According to Smith, enrollment in the LIFE Project has increased by about 30 students this semester.

“I project it to continue growing throughout the years,” Smith said. “A lot of the things that we teach are useful for any student, but we’ve tailored them more specifically to students with autism or Asperger’s so that they feel more comfortable accessing the service.”

Sanfilippo said that DSS aims to develop an understanding of what autism is, a topic discussed earlier this month at the first Autism Ally seminar. The Autism Ally seminar was a DSS program that helps provide the campus community with information and opportunities to become allies to students in the autism spectrum.

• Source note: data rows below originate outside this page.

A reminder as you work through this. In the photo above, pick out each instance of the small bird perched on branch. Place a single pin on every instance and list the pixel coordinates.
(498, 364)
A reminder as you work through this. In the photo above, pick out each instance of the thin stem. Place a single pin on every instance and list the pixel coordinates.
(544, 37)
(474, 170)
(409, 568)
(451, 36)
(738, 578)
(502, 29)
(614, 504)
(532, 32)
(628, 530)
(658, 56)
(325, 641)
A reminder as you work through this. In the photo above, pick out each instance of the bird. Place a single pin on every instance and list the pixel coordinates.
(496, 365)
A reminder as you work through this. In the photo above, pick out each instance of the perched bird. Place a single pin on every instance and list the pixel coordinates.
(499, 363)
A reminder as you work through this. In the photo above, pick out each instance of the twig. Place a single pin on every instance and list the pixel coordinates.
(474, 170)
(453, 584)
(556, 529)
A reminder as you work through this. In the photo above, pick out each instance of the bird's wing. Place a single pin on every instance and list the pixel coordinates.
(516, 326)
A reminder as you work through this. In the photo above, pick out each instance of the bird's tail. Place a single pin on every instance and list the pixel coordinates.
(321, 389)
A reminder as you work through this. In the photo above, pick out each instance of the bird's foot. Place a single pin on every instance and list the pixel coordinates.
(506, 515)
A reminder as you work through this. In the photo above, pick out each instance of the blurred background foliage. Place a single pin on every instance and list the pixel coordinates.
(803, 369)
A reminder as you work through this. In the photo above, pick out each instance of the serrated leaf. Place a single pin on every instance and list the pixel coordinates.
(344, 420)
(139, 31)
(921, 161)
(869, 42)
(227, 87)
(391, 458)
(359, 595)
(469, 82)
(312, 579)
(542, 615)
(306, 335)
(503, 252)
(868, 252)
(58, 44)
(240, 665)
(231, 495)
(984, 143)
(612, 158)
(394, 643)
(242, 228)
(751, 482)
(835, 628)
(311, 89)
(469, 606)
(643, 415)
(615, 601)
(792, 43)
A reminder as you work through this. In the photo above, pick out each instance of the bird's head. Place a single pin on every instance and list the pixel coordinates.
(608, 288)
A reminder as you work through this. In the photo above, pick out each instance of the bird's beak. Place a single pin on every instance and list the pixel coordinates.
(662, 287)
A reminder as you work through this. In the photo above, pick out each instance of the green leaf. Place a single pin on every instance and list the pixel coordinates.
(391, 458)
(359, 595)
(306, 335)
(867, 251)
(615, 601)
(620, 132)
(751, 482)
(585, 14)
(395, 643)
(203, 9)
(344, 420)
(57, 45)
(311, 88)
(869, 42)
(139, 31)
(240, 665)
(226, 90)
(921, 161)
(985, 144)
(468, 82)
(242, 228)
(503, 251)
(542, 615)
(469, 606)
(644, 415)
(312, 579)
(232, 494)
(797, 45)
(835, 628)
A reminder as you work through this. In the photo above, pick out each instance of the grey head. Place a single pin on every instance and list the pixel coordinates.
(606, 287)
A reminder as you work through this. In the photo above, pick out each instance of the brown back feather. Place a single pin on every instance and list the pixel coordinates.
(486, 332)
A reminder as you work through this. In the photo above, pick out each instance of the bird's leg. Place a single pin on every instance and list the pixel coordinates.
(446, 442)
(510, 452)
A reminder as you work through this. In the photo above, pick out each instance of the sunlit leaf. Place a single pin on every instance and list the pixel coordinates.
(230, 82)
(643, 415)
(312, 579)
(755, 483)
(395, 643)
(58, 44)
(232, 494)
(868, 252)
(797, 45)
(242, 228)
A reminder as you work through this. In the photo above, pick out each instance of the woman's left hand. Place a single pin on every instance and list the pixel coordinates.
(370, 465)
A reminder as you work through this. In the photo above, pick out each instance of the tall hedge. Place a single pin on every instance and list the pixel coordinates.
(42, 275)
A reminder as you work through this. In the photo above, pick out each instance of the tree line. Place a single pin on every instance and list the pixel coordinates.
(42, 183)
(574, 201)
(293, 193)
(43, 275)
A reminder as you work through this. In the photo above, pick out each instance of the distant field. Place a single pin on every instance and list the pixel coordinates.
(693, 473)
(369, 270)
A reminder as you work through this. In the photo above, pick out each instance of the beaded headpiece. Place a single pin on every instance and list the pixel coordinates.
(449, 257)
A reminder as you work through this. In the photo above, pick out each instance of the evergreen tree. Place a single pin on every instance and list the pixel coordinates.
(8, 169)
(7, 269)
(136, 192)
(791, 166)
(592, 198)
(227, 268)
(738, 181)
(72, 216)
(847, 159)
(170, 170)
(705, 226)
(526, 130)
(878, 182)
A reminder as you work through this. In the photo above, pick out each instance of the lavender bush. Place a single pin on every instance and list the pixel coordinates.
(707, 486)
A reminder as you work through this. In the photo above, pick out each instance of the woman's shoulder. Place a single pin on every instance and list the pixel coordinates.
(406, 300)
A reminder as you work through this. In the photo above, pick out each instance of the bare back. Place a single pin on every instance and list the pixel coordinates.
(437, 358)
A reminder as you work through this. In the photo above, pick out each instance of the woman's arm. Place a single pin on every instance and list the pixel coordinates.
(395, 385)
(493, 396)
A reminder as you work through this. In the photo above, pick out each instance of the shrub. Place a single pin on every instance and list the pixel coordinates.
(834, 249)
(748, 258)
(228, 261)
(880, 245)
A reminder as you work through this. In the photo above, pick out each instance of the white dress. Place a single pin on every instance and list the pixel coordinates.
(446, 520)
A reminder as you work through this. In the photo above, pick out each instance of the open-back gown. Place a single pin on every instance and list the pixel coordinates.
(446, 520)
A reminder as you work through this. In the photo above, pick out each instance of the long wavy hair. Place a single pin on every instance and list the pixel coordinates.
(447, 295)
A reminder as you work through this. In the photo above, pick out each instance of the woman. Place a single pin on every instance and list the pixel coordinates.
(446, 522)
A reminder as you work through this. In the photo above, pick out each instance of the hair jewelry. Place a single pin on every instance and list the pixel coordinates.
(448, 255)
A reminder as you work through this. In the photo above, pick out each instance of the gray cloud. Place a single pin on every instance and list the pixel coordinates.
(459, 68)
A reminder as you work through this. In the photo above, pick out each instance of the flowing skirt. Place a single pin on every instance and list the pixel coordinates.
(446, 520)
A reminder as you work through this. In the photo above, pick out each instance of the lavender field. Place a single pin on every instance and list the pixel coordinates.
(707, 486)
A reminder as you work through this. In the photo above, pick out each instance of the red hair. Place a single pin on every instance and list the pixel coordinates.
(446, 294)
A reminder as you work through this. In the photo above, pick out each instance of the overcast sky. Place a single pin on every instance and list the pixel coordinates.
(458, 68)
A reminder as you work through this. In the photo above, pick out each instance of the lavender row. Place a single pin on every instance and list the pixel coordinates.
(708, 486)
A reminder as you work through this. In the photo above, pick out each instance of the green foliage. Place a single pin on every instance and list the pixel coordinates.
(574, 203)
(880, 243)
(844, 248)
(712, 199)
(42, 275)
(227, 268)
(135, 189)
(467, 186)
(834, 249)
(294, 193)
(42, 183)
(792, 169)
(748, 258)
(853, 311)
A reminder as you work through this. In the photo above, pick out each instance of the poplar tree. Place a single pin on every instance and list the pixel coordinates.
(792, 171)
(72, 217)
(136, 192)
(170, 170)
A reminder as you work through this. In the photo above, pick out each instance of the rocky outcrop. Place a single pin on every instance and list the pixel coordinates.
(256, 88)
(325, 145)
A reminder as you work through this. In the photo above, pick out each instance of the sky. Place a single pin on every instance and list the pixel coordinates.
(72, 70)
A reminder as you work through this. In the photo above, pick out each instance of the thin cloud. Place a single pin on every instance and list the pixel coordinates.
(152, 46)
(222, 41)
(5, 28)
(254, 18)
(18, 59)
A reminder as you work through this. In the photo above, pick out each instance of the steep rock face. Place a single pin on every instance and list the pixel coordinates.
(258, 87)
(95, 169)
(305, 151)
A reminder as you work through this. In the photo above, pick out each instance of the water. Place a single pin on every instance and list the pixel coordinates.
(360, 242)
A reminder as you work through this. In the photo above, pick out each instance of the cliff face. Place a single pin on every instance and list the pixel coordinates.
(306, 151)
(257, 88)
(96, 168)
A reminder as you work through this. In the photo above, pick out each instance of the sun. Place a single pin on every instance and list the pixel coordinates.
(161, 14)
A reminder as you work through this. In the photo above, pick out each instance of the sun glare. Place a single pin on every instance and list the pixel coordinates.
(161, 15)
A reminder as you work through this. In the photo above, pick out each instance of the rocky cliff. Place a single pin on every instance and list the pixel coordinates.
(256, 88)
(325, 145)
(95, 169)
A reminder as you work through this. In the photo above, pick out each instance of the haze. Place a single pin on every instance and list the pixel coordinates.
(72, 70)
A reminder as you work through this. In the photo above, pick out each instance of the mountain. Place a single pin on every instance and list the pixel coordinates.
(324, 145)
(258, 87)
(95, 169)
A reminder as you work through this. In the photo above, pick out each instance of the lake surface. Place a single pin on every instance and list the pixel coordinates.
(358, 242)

The seminar covered topics including definitions of Autism Spectrum Disorder, handling classroom distractions and referring students to services available to them.

Sanfilippo said that although faculty are the best source for identifying students with disabilities, students must still try for themselves to gain support from DSS.

“It’s up to the individual whether they want to disclose that disability and whether to access services,” Sanfilippo said. “They are the best experts of their disability. They live and breathe it every day.”

Students who sign up in DSS can use programs like the LIFE Project, a program that Smith said helps students with autism and other disabilities to feel a sense of community and friendship.

“They get to see each other every week,” Smith said. “They know who will be there. They get to build a little more confidence in knowing that they’re not the only person that experiences these types of challenges.”